Paul emphasizes that Salt Lake City is no longer viewed as an insular or difficult market for outside investors. “The LDS Church wants investors to come into the market,” he says, countering outdated perceptions about barriers to entry. He encourages outside capital, noting that the market’s fundamentals make it an attractive long-term play.
Development Economics
The economics of new commercial development, particularly in multifamily, have shifted from highly favorable to challenging. Ten years ago, developers in Salt Lake City found it almost impossible to lose money on new apartment projects, thanks to rapid rent growth and low costs. Today, rising construction expenses, higher interest rates, and increased lease-up risk make new projects far less attractive.
Paul explains that the “returns on costs are just not there to make it worth the risk that developers take” in the current environment. While construction costs have begun to soften slightly, this has not been enough to restore project viability for most developers. Many are pausing new starts until market conditions improve, further limiting future supply and potentially setting the stage for tighter markets ahead.
Risks also include unpredictable lease-up timelines and ongoing exposure to interest rate volatility. Developers must now carefully weigh whether projected rents and absorption rates justify the upfront investment and risk.
Market Outlook
Salt Lake City’s commercial real estate market is entering a more mature phase, characterized by steady, incremental growth rather than dramatic cycles. Paul attributes this stability to continued in-migration, a business-friendly environment, and the area’s overall appeal to both residents and investors.
“We’re not a zoom up and then a zoom down market.
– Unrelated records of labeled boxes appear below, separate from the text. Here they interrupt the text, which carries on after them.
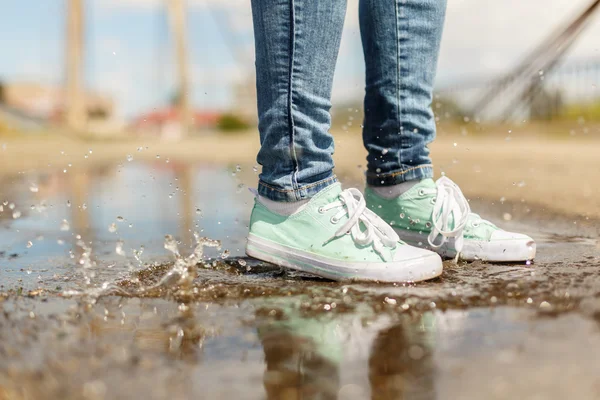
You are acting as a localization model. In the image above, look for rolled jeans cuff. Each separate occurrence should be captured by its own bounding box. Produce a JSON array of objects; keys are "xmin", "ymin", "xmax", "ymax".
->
[
  {"xmin": 367, "ymin": 164, "xmax": 433, "ymax": 186},
  {"xmin": 258, "ymin": 175, "xmax": 338, "ymax": 202}
]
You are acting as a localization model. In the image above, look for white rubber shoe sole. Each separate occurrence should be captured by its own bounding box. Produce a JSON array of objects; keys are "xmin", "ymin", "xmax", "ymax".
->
[
  {"xmin": 246, "ymin": 234, "xmax": 442, "ymax": 282},
  {"xmin": 394, "ymin": 229, "xmax": 536, "ymax": 262}
]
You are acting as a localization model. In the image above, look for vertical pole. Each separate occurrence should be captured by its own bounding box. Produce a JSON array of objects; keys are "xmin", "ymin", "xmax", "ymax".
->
[
  {"xmin": 66, "ymin": 0, "xmax": 87, "ymax": 131},
  {"xmin": 167, "ymin": 0, "xmax": 192, "ymax": 136}
]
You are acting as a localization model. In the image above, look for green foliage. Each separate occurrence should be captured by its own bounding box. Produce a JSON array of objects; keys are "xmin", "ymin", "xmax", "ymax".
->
[{"xmin": 217, "ymin": 114, "xmax": 250, "ymax": 132}]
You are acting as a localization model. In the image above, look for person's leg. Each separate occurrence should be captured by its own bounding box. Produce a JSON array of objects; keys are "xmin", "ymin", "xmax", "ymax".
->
[
  {"xmin": 246, "ymin": 0, "xmax": 442, "ymax": 282},
  {"xmin": 252, "ymin": 0, "xmax": 346, "ymax": 202},
  {"xmin": 359, "ymin": 0, "xmax": 446, "ymax": 186},
  {"xmin": 360, "ymin": 0, "xmax": 535, "ymax": 261}
]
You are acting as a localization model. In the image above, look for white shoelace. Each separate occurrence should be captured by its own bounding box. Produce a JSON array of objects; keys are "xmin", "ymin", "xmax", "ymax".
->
[
  {"xmin": 423, "ymin": 176, "xmax": 471, "ymax": 258},
  {"xmin": 319, "ymin": 189, "xmax": 400, "ymax": 261}
]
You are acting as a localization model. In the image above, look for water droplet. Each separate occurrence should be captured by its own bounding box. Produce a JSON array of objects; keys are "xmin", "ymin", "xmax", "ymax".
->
[
  {"xmin": 384, "ymin": 297, "xmax": 398, "ymax": 306},
  {"xmin": 115, "ymin": 240, "xmax": 126, "ymax": 257},
  {"xmin": 540, "ymin": 301, "xmax": 552, "ymax": 309},
  {"xmin": 60, "ymin": 219, "xmax": 71, "ymax": 231}
]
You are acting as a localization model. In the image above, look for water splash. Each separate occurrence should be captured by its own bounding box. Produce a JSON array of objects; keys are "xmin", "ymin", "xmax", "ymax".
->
[{"xmin": 62, "ymin": 232, "xmax": 221, "ymax": 304}]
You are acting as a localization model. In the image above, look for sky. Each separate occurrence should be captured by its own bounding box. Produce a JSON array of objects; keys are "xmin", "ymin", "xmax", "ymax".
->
[{"xmin": 0, "ymin": 0, "xmax": 600, "ymax": 118}]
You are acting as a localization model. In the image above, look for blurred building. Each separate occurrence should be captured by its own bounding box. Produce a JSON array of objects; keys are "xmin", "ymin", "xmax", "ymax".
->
[
  {"xmin": 232, "ymin": 74, "xmax": 258, "ymax": 125},
  {"xmin": 4, "ymin": 83, "xmax": 114, "ymax": 123},
  {"xmin": 128, "ymin": 107, "xmax": 222, "ymax": 140}
]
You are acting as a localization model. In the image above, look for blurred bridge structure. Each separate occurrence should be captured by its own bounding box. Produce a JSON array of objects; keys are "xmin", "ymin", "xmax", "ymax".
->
[{"xmin": 434, "ymin": 0, "xmax": 600, "ymax": 122}]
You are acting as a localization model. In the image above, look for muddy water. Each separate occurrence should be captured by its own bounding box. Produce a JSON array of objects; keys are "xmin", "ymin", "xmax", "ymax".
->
[{"xmin": 0, "ymin": 160, "xmax": 600, "ymax": 399}]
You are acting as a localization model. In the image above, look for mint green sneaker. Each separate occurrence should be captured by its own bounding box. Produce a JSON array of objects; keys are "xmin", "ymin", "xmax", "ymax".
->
[
  {"xmin": 246, "ymin": 183, "xmax": 442, "ymax": 282},
  {"xmin": 365, "ymin": 177, "xmax": 535, "ymax": 262}
]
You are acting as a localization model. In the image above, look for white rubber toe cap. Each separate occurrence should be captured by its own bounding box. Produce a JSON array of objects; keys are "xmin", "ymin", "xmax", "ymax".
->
[
  {"xmin": 461, "ymin": 230, "xmax": 536, "ymax": 262},
  {"xmin": 390, "ymin": 245, "xmax": 443, "ymax": 282}
]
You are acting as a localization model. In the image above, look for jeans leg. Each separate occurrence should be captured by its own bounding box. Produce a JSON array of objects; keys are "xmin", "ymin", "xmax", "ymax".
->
[
  {"xmin": 252, "ymin": 0, "xmax": 346, "ymax": 201},
  {"xmin": 359, "ymin": 0, "xmax": 446, "ymax": 186}
]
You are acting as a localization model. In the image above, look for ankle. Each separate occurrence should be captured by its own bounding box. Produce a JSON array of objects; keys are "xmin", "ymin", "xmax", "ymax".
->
[
  {"xmin": 369, "ymin": 179, "xmax": 421, "ymax": 199},
  {"xmin": 256, "ymin": 195, "xmax": 310, "ymax": 217}
]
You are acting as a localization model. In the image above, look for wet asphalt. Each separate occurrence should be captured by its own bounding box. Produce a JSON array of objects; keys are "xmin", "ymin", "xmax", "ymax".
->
[{"xmin": 0, "ymin": 163, "xmax": 600, "ymax": 399}]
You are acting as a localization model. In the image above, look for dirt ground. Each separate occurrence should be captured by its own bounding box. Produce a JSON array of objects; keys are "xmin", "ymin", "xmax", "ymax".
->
[{"xmin": 0, "ymin": 125, "xmax": 600, "ymax": 217}]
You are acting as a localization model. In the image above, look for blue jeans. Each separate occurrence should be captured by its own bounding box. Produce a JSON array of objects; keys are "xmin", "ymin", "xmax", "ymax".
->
[{"xmin": 252, "ymin": 0, "xmax": 446, "ymax": 201}]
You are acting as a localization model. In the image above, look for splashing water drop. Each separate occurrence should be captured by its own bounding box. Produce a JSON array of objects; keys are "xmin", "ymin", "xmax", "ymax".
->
[
  {"xmin": 165, "ymin": 235, "xmax": 179, "ymax": 257},
  {"xmin": 60, "ymin": 219, "xmax": 71, "ymax": 231},
  {"xmin": 115, "ymin": 240, "xmax": 126, "ymax": 257}
]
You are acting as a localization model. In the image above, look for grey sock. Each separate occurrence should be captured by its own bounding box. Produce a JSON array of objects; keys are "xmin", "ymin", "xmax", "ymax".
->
[
  {"xmin": 369, "ymin": 179, "xmax": 421, "ymax": 199},
  {"xmin": 257, "ymin": 196, "xmax": 310, "ymax": 217}
]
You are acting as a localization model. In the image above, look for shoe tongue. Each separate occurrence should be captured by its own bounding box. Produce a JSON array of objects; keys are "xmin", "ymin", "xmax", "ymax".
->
[
  {"xmin": 414, "ymin": 178, "xmax": 436, "ymax": 189},
  {"xmin": 309, "ymin": 182, "xmax": 342, "ymax": 205}
]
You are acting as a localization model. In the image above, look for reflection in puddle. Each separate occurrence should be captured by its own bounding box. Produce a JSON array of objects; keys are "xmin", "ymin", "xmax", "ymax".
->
[{"xmin": 0, "ymin": 162, "xmax": 256, "ymax": 288}]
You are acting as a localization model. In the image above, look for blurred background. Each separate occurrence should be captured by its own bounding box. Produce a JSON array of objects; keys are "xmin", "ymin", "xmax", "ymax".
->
[
  {"xmin": 0, "ymin": 0, "xmax": 600, "ymax": 250},
  {"xmin": 0, "ymin": 0, "xmax": 600, "ymax": 134}
]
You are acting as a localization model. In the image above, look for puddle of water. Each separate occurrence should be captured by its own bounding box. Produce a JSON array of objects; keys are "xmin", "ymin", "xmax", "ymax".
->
[
  {"xmin": 0, "ymin": 162, "xmax": 600, "ymax": 399},
  {"xmin": 0, "ymin": 163, "xmax": 252, "ymax": 289},
  {"xmin": 0, "ymin": 298, "xmax": 600, "ymax": 399}
]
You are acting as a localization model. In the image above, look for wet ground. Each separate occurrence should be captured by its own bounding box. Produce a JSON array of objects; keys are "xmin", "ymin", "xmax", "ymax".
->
[{"xmin": 0, "ymin": 159, "xmax": 600, "ymax": 399}]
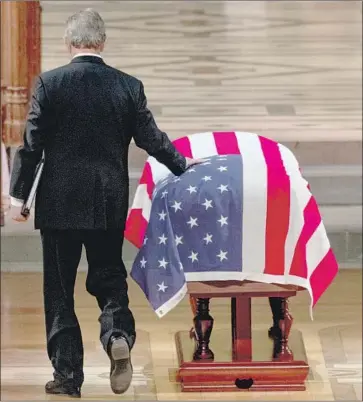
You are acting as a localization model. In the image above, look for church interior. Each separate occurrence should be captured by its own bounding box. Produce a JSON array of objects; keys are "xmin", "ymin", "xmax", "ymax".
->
[{"xmin": 1, "ymin": 0, "xmax": 362, "ymax": 401}]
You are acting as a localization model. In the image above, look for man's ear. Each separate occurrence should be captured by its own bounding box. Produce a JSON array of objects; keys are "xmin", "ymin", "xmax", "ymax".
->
[{"xmin": 63, "ymin": 38, "xmax": 72, "ymax": 54}]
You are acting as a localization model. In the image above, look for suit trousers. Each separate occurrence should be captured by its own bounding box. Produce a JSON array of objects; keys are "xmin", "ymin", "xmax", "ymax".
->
[{"xmin": 41, "ymin": 229, "xmax": 136, "ymax": 387}]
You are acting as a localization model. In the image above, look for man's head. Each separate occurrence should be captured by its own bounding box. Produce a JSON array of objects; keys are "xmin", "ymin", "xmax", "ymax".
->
[{"xmin": 64, "ymin": 8, "xmax": 106, "ymax": 56}]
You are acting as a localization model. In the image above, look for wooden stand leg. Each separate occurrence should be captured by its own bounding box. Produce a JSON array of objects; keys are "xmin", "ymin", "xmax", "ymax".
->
[
  {"xmin": 189, "ymin": 296, "xmax": 197, "ymax": 339},
  {"xmin": 269, "ymin": 297, "xmax": 294, "ymax": 361},
  {"xmin": 193, "ymin": 299, "xmax": 214, "ymax": 361},
  {"xmin": 231, "ymin": 297, "xmax": 252, "ymax": 361}
]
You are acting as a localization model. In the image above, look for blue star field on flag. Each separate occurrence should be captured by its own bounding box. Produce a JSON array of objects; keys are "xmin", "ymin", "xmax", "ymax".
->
[{"xmin": 131, "ymin": 155, "xmax": 243, "ymax": 316}]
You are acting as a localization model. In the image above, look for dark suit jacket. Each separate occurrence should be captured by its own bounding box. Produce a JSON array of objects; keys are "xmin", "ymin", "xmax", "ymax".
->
[{"xmin": 10, "ymin": 56, "xmax": 186, "ymax": 230}]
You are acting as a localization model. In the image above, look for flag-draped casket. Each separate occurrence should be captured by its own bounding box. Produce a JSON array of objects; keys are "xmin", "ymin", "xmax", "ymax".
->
[{"xmin": 125, "ymin": 132, "xmax": 338, "ymax": 317}]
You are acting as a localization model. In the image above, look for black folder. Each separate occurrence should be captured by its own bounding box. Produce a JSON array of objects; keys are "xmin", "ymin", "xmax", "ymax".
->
[{"xmin": 21, "ymin": 156, "xmax": 44, "ymax": 217}]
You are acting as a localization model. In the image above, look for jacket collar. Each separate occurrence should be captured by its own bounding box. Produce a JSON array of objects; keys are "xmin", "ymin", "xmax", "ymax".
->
[{"xmin": 71, "ymin": 53, "xmax": 105, "ymax": 64}]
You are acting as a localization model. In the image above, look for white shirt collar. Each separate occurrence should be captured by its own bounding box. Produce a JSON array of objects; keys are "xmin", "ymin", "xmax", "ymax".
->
[{"xmin": 72, "ymin": 53, "xmax": 102, "ymax": 59}]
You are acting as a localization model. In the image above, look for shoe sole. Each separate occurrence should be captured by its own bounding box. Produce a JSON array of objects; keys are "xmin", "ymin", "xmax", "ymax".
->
[
  {"xmin": 110, "ymin": 339, "xmax": 133, "ymax": 394},
  {"xmin": 45, "ymin": 389, "xmax": 81, "ymax": 398}
]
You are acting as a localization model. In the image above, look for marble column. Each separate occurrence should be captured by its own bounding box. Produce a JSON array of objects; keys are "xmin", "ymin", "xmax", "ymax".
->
[
  {"xmin": 0, "ymin": 1, "xmax": 41, "ymax": 225},
  {"xmin": 1, "ymin": 1, "xmax": 40, "ymax": 147}
]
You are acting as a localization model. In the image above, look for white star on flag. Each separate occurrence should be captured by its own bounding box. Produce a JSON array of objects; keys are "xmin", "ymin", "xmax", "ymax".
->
[
  {"xmin": 175, "ymin": 235, "xmax": 183, "ymax": 246},
  {"xmin": 159, "ymin": 233, "xmax": 168, "ymax": 244},
  {"xmin": 217, "ymin": 250, "xmax": 228, "ymax": 261},
  {"xmin": 202, "ymin": 199, "xmax": 213, "ymax": 210},
  {"xmin": 187, "ymin": 186, "xmax": 197, "ymax": 194},
  {"xmin": 159, "ymin": 211, "xmax": 166, "ymax": 221},
  {"xmin": 171, "ymin": 201, "xmax": 181, "ymax": 212},
  {"xmin": 158, "ymin": 258, "xmax": 169, "ymax": 269},
  {"xmin": 188, "ymin": 251, "xmax": 198, "ymax": 262},
  {"xmin": 203, "ymin": 233, "xmax": 213, "ymax": 244},
  {"xmin": 157, "ymin": 282, "xmax": 168, "ymax": 293},
  {"xmin": 218, "ymin": 215, "xmax": 228, "ymax": 227},
  {"xmin": 187, "ymin": 217, "xmax": 199, "ymax": 229},
  {"xmin": 218, "ymin": 184, "xmax": 228, "ymax": 194}
]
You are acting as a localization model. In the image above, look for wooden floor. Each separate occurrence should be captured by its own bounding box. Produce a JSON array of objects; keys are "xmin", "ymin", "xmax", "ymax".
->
[{"xmin": 1, "ymin": 270, "xmax": 362, "ymax": 401}]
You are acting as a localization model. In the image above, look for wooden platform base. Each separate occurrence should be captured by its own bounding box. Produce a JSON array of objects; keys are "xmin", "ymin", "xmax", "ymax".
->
[{"xmin": 176, "ymin": 329, "xmax": 309, "ymax": 392}]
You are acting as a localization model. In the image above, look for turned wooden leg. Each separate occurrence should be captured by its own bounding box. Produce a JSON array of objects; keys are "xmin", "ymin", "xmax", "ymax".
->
[
  {"xmin": 269, "ymin": 297, "xmax": 294, "ymax": 361},
  {"xmin": 193, "ymin": 299, "xmax": 214, "ymax": 361},
  {"xmin": 189, "ymin": 296, "xmax": 197, "ymax": 339}
]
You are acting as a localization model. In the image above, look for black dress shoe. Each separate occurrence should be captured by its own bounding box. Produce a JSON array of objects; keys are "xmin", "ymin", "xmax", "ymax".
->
[
  {"xmin": 268, "ymin": 325, "xmax": 282, "ymax": 341},
  {"xmin": 45, "ymin": 380, "xmax": 81, "ymax": 398},
  {"xmin": 109, "ymin": 337, "xmax": 133, "ymax": 394}
]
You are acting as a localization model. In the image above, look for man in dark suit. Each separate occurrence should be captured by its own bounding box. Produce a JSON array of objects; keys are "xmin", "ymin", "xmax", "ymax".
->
[{"xmin": 10, "ymin": 9, "xmax": 198, "ymax": 397}]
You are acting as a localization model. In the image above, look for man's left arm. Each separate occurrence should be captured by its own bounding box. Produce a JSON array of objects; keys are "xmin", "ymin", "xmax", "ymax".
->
[{"xmin": 10, "ymin": 77, "xmax": 50, "ymax": 214}]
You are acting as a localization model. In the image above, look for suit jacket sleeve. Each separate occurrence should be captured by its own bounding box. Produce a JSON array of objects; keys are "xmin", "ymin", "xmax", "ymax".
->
[
  {"xmin": 134, "ymin": 83, "xmax": 186, "ymax": 176},
  {"xmin": 10, "ymin": 77, "xmax": 50, "ymax": 201}
]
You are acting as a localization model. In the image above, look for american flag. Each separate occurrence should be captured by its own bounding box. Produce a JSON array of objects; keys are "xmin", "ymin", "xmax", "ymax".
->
[{"xmin": 125, "ymin": 132, "xmax": 338, "ymax": 317}]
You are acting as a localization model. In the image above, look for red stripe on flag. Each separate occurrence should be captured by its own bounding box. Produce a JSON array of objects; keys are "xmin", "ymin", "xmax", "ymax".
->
[
  {"xmin": 213, "ymin": 131, "xmax": 241, "ymax": 155},
  {"xmin": 173, "ymin": 137, "xmax": 193, "ymax": 158},
  {"xmin": 125, "ymin": 208, "xmax": 148, "ymax": 248},
  {"xmin": 289, "ymin": 197, "xmax": 321, "ymax": 279},
  {"xmin": 309, "ymin": 249, "xmax": 338, "ymax": 306},
  {"xmin": 139, "ymin": 162, "xmax": 155, "ymax": 199},
  {"xmin": 260, "ymin": 137, "xmax": 290, "ymax": 275}
]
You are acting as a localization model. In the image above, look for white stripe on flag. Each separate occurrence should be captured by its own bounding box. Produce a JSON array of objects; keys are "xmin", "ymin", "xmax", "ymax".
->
[
  {"xmin": 188, "ymin": 133, "xmax": 218, "ymax": 158},
  {"xmin": 236, "ymin": 132, "xmax": 267, "ymax": 274},
  {"xmin": 306, "ymin": 221, "xmax": 330, "ymax": 278},
  {"xmin": 278, "ymin": 144, "xmax": 311, "ymax": 275}
]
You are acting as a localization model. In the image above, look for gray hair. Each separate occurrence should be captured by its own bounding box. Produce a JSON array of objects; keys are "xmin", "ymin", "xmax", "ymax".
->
[{"xmin": 65, "ymin": 8, "xmax": 106, "ymax": 49}]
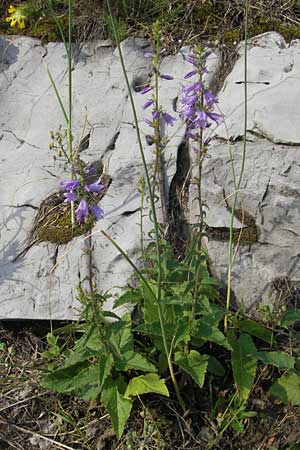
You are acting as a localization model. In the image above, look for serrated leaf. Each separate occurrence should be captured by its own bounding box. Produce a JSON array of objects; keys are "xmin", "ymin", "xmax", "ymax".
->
[
  {"xmin": 230, "ymin": 334, "xmax": 257, "ymax": 400},
  {"xmin": 105, "ymin": 314, "xmax": 133, "ymax": 357},
  {"xmin": 173, "ymin": 322, "xmax": 191, "ymax": 349},
  {"xmin": 125, "ymin": 373, "xmax": 169, "ymax": 398},
  {"xmin": 74, "ymin": 324, "xmax": 103, "ymax": 354},
  {"xmin": 174, "ymin": 350, "xmax": 208, "ymax": 388},
  {"xmin": 115, "ymin": 350, "xmax": 156, "ymax": 372},
  {"xmin": 192, "ymin": 319, "xmax": 232, "ymax": 350},
  {"xmin": 101, "ymin": 379, "xmax": 132, "ymax": 439},
  {"xmin": 41, "ymin": 361, "xmax": 89, "ymax": 393},
  {"xmin": 207, "ymin": 355, "xmax": 225, "ymax": 377},
  {"xmin": 281, "ymin": 309, "xmax": 300, "ymax": 327},
  {"xmin": 239, "ymin": 319, "xmax": 276, "ymax": 345},
  {"xmin": 41, "ymin": 361, "xmax": 101, "ymax": 400},
  {"xmin": 269, "ymin": 373, "xmax": 300, "ymax": 406},
  {"xmin": 99, "ymin": 353, "xmax": 114, "ymax": 390},
  {"xmin": 113, "ymin": 289, "xmax": 142, "ymax": 309},
  {"xmin": 253, "ymin": 352, "xmax": 295, "ymax": 370}
]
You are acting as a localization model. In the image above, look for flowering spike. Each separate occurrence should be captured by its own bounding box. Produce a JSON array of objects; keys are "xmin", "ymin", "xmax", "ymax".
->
[
  {"xmin": 184, "ymin": 70, "xmax": 197, "ymax": 80},
  {"xmin": 60, "ymin": 180, "xmax": 80, "ymax": 191},
  {"xmin": 84, "ymin": 180, "xmax": 104, "ymax": 193},
  {"xmin": 75, "ymin": 199, "xmax": 89, "ymax": 223},
  {"xmin": 64, "ymin": 192, "xmax": 78, "ymax": 203},
  {"xmin": 162, "ymin": 113, "xmax": 176, "ymax": 127},
  {"xmin": 160, "ymin": 74, "xmax": 174, "ymax": 80},
  {"xmin": 90, "ymin": 205, "xmax": 104, "ymax": 220},
  {"xmin": 140, "ymin": 85, "xmax": 153, "ymax": 95},
  {"xmin": 143, "ymin": 100, "xmax": 154, "ymax": 109}
]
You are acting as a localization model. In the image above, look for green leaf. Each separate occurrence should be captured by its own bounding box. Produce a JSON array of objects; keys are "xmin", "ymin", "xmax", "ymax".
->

We’re more of a plodder, but we plot consistently up,” Paul says. This gradual growth model has helped the city avoid the severe corrections seen in more volatile markets.
As the market recalibrates after a period of rapid expansion, each sector is finding its new equilibrium at a different pace. Urban multifamily is working through oversupply; office is stabilizing at lower values with a clear divide between top-tier and lower-tier buildings; retail is thriving on tighter inventories; and industrial continues to perform reliably.
For investors, the current environment rewards a clear-eyed approach that recognizes sector-specific risks and opportunities. While timing any market perfectly is impossible, Salt Lake City’s fundamentals — solid population growth, diversified demand, and increasing institutional capital — support a positive long-term outlook. Slower but more sustainable gains will likely define the next phase, as the market adjusts to new realities and prepares for future opportunities.